Optimal linear prediction (also known as kriging) of a random field Z indexed by a compact metric space can be obtained if its second-order structure, that is the mean and the covariance function of Z, are known. In this talk, I will consider the problem of predicting the value of Z(x*) at some location x* based on n observations at locations x_1, …, x_n, which accumulate at x* as n increases – or, more generally, predicting f(Z) based on f_1(Z), …, f_n(Z) for linear functionals f, f_1, …, f_n. The main result of my talk characterizes the asymptotic performance of linear predictors (as n increases) based on an incorrect second-order structure, without any restrictive assumptions such as stationarity. Specifically, I will present necessary and sufficient conditions on the mean and covariance function for asymptotic optimality of the corresponding linear predictor.

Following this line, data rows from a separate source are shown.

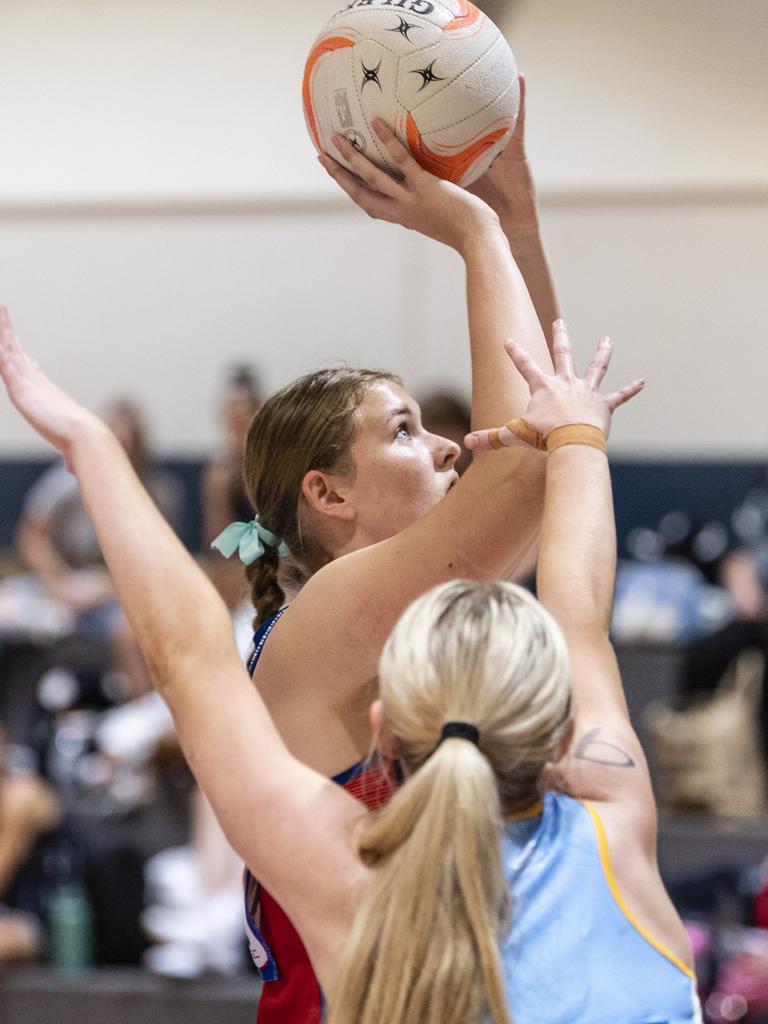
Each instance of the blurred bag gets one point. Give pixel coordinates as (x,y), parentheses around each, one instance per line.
(709,756)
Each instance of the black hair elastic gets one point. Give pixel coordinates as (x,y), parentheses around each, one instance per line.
(461,730)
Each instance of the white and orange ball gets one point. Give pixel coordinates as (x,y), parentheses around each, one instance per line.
(439,72)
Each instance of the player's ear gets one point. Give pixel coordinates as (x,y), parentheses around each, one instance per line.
(327,495)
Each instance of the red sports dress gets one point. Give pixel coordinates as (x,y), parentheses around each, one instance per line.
(291,993)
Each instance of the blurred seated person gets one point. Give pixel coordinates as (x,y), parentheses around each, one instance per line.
(743,573)
(56,542)
(448,414)
(29,810)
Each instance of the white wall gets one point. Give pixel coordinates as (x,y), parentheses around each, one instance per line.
(161,213)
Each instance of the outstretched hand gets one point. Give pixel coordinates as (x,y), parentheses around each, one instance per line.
(411,197)
(52,413)
(562,397)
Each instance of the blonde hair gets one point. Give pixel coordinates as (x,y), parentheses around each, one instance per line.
(424,944)
(309,424)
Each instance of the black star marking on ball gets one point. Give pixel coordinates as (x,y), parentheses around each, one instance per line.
(403,28)
(371,75)
(428,76)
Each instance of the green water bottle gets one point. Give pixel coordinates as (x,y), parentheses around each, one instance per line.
(71,924)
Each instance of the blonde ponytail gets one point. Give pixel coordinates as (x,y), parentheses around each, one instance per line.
(424,945)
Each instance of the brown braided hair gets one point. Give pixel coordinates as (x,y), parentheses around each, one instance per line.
(307,425)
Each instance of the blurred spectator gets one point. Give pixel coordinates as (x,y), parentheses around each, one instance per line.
(448,414)
(743,573)
(224,500)
(56,542)
(29,810)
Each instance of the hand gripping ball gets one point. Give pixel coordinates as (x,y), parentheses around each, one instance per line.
(439,72)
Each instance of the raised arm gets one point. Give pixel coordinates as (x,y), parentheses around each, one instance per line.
(577,560)
(290,824)
(509,189)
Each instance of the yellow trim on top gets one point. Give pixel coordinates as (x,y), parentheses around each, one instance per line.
(530,812)
(602,844)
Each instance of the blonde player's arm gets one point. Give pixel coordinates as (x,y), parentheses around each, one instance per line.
(292,826)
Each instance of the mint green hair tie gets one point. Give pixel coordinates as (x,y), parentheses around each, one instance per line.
(250,540)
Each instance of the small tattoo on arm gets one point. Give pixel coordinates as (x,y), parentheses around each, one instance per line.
(601,752)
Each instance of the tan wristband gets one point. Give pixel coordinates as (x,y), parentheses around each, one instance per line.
(576,433)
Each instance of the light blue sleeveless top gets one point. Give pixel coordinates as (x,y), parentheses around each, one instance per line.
(573,953)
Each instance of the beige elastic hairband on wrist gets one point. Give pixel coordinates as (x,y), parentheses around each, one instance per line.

In the second part of my talk, I will discuss several applications of these general results including the class of generalized Whittle–Matérn Gaussian random fields. For this class of random fields, the covariance operators are negative fractional powers of elliptic second-order differential operators formulated on a bounded Euclidean domain and augmented with homogeneous Dirichlet boundary conditions. These outcomes explain why the predictive performances of stationary and non-stationary models in spatial statistics often are comparable, and provide a crucial first step in deriving consistency results for parameter estimation of generalized Whittle–Matérn fields.
This talk is based on joint work with David Bolin (King Abdullah University of Science and Technology).